The third year the school team didn’t go. I had retired, and the woman who had organized us in the first place couldn’t raise a team of ten from the forty-some teachers at the school. She and a few others joined teams from her home area rather than not go. She said that when she sent around notice of the event, she just didn’t get the interest. There were a lot of new teachers who had not been with us in the years before. New teachers are often gung-ho for adventures like that, but strangely this time it just wasn’t there.
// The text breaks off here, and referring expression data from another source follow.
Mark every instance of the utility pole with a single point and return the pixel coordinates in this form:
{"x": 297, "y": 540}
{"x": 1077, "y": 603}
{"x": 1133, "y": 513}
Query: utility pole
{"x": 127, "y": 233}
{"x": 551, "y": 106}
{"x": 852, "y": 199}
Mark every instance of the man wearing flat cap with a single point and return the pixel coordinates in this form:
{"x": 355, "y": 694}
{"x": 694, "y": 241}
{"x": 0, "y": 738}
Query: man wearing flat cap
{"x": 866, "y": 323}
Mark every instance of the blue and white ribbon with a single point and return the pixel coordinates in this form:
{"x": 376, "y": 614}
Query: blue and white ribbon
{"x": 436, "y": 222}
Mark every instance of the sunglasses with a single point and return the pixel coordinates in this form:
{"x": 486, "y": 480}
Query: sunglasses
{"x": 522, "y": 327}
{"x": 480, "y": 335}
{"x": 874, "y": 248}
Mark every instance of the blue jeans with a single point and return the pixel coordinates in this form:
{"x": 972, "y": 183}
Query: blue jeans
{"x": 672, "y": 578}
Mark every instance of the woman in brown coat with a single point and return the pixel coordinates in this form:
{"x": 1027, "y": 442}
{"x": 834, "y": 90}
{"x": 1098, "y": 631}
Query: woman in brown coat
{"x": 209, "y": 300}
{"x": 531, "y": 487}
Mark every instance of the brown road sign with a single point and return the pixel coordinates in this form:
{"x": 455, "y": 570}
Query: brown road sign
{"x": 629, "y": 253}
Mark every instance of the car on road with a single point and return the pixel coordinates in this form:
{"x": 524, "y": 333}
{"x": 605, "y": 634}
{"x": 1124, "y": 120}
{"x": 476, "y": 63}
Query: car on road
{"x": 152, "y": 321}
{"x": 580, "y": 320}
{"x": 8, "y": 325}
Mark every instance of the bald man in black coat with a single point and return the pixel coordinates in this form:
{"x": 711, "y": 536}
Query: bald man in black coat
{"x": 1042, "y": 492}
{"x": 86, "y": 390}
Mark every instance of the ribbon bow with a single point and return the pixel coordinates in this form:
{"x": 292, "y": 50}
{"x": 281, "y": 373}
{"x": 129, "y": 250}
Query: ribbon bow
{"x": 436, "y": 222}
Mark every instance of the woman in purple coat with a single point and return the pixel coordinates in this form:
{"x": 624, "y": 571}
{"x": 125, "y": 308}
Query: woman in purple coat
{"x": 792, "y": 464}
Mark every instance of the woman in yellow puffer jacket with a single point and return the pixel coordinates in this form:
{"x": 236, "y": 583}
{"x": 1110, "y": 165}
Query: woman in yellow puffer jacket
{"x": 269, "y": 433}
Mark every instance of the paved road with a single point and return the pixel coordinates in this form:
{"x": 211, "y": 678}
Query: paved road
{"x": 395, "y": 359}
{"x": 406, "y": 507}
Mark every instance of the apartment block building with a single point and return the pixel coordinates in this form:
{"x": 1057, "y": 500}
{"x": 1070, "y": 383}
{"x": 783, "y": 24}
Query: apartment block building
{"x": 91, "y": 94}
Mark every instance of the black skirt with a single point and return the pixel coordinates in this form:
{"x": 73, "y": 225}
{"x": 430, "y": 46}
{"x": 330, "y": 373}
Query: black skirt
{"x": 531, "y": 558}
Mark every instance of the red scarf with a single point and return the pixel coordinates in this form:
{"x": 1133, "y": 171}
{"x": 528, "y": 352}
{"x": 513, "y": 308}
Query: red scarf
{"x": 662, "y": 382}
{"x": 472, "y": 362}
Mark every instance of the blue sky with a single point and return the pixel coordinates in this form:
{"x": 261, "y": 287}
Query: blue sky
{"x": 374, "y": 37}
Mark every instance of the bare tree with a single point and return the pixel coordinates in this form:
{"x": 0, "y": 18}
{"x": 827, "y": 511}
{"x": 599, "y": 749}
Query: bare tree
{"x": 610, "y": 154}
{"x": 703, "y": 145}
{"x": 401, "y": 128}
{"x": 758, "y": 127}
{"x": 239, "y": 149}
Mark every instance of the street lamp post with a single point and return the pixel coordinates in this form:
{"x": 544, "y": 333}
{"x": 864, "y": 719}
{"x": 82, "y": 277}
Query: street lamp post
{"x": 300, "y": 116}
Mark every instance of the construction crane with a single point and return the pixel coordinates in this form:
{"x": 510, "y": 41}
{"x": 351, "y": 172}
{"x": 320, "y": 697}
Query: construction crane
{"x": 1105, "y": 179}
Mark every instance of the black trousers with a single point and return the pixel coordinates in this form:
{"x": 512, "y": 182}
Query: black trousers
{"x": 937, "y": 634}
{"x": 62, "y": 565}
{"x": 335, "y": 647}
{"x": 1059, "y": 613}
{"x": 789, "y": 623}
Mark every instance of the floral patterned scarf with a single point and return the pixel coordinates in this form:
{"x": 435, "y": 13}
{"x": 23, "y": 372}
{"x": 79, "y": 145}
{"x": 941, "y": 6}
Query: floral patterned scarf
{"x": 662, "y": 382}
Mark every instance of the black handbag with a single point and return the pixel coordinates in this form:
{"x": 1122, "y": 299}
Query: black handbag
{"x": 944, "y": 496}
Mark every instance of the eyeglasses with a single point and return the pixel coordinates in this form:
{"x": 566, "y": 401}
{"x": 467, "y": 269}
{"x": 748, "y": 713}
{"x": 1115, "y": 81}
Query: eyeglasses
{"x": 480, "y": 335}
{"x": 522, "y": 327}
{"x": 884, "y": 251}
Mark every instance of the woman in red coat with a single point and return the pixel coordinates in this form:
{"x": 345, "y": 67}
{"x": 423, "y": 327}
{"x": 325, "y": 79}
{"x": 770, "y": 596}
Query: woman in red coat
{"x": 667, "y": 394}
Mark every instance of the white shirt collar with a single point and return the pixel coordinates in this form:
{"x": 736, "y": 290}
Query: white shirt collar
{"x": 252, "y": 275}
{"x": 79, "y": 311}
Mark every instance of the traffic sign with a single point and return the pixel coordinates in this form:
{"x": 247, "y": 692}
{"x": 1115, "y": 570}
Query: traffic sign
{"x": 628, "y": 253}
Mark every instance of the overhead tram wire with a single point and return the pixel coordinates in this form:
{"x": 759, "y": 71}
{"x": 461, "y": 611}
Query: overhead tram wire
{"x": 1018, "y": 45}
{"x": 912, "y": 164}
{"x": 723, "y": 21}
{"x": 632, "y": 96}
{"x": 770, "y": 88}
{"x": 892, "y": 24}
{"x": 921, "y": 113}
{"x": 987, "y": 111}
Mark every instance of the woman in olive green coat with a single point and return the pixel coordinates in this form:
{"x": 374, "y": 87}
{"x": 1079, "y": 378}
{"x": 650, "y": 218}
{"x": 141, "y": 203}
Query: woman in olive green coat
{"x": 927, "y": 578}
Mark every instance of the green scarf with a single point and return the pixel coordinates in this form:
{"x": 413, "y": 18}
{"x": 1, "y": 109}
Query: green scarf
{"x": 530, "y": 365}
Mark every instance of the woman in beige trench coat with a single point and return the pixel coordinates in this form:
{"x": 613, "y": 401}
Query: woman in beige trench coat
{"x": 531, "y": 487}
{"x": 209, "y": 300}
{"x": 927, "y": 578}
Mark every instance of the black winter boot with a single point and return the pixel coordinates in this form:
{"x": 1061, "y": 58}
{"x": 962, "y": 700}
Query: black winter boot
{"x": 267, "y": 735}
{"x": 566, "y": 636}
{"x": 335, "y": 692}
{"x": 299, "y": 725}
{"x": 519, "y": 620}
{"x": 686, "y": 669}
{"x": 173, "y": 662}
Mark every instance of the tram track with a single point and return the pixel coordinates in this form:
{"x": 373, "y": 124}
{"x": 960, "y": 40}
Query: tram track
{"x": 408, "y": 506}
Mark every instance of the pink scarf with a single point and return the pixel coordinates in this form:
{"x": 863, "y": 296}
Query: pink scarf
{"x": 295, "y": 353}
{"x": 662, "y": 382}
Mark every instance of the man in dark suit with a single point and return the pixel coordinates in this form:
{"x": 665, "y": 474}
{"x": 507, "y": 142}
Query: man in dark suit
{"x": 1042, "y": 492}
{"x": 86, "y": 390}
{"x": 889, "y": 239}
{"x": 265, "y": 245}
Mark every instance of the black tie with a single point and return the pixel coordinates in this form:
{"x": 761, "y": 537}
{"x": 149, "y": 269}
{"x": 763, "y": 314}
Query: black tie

When approached one on one, to see if their participation could be coerced, she said there was one common question:

“Who’s Wendy?”

—–

Relay for Life

Wendy Nickerson

2 thoughts on “A Walk in the Night

  1. Hi Francis,

    I still think of her often, especially now that I am using her textbooks for many of my courses. Robyn Crowell and I have been working on getting the plaque made that was to be hung in the Guidance area, in her memory. The longer we wait, the less likely it is to happen.

    Wendy D.

  2. There are days when I am driving down the road by myself and I think about Wendy and the conversations we shared, playing cards with Brian, George, Sharman and Wendy, discussing politics and having Wendy be the moderator, etc. and then the tears come. To say that I miss her is an understatement. The nicest person I have ever known.

    Sadly, with Wendy’s passing I hear more and more of people with one form or another of cancer.